Saturday 24 March 2012

Publishing the future, in Leicester

The grass may not always be greener, but Leicester is fortunate to have Leicester Writers Club - which is, I believe, the second oldest such club in the country. The format has been the same throughout the decades - a weekly manuscript meeting where people can read out their work, for comment; regular speakers; an annual dinner; presentation of prizes (some annual cups are a bit battered these days); a residential weekend. If I was a writer living in Leicester, with £50 to spare I'd join it. The crime novelist Rod Duncan said that he would have been a writer without LWC, but definitely not a published writer. But at a time when many writing groups have bit the dust, in part overtaken by the spread of university creative writing courses, LWC continues to flourish, drawing in new writers all the time.

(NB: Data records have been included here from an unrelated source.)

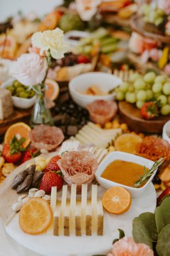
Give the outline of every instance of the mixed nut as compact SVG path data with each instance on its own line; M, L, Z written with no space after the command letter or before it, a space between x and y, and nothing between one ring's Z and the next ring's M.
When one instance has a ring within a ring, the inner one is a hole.
M38 188L44 172L36 170L36 164L32 164L17 174L11 188L16 189L18 193L27 191L31 187Z

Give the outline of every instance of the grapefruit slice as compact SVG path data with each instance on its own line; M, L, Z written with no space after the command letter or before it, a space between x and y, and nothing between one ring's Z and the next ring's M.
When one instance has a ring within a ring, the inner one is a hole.
M25 123L19 122L11 125L6 131L4 138L4 143L7 143L16 135L19 138L24 137L26 139L23 143L24 148L27 148L30 143L29 133L31 127Z
M32 197L22 207L19 224L22 230L30 234L46 231L52 223L52 214L49 203L42 198Z
M124 133L119 136L115 141L114 146L118 151L136 154L136 146L141 143L142 139L139 135L131 133Z
M46 79L45 84L47 86L46 97L51 101L54 100L59 94L58 84L52 79Z
M131 195L122 187L111 187L105 192L102 203L103 207L110 214L122 214L131 205Z

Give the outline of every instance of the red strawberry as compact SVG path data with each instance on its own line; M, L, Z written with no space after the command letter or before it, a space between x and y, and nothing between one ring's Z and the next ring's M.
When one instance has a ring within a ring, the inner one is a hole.
M7 162L15 163L22 158L22 152L26 149L22 147L24 138L17 139L15 135L10 142L4 144L2 155Z
M61 157L60 156L55 156L50 160L50 162L47 164L46 171L47 170L58 170L60 167L57 164L57 161L58 161Z
M46 172L41 181L40 189L44 190L46 194L51 193L52 187L57 187L57 190L61 189L63 179L56 172L49 171Z
M39 154L40 154L39 150L36 150L36 148L32 148L30 150L28 150L24 154L22 163L24 163L32 158L34 158L36 156L38 156Z
M170 194L170 187L167 187L157 198L157 205L159 205L165 197Z
M81 63L89 63L90 62L89 59L85 55L79 55L77 57L77 63L81 64Z

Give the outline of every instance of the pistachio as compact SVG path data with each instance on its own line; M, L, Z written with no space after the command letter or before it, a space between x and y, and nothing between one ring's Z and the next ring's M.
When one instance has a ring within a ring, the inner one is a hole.
M17 201L19 202L22 201L24 198L27 197L28 195L21 195L18 197Z
M41 190L38 190L34 195L34 197L42 197L45 195L46 194L46 192L41 189Z
M14 212L19 212L19 211L20 211L20 209L21 209L21 207L22 207L22 201L15 203L13 203L13 205L12 205L12 210L13 210Z

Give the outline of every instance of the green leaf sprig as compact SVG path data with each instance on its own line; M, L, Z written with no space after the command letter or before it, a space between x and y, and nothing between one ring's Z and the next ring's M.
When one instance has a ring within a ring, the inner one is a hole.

Earlier this week I attended a packed session on E-publishing, which both inspired and worried me. At the start Chris Meade of the Institute for the Future of the Book (If: Book) said that the publisher was dead, that there was no need for them (hang on - that's me he's talking about!), that the future was the direct relationship between the author and the reader, filtered only through the hands of new technology. He was big on apps. Chris was followed by Amanda Grange, a successful writer who has become much more successful by moving to self publishing. Her biggest criticism of the outgoing publishing model was the time element - any "new" book takes at least a year to come out, while ebooks enable the same book to hit the computer screens the same day. Editing? Proof-reading? Typesetting? Design? Buy it in. Stephen Baker, who runs a company dedicated to conversion of the written word to ebooks concurred. John Martin from Leicester Libraries outlined his authority policy on loaning ebooks, pointing out some difficulties in that Kindle ie Amazon in the UK will not sign up to have their formats loanable, so you need a tablet to read a borrowed ebook from Leicester Libraries. By this time some members of the audience were reaching for their medical tablets, others had been noting down every word. I got the feeling Amazon was about to be hit by many previously unpublished or out of print backlist books, uploaded by the morning.
Save for John Martin, the whole panel was evangelical about the new future we are marching towards. Bookshops? Never mentioned. I'm pleased that LWC ran the session, an indication of their confidence, though I'd have preferred to have seen someone (not me) on the panel from the traditional publishing industry.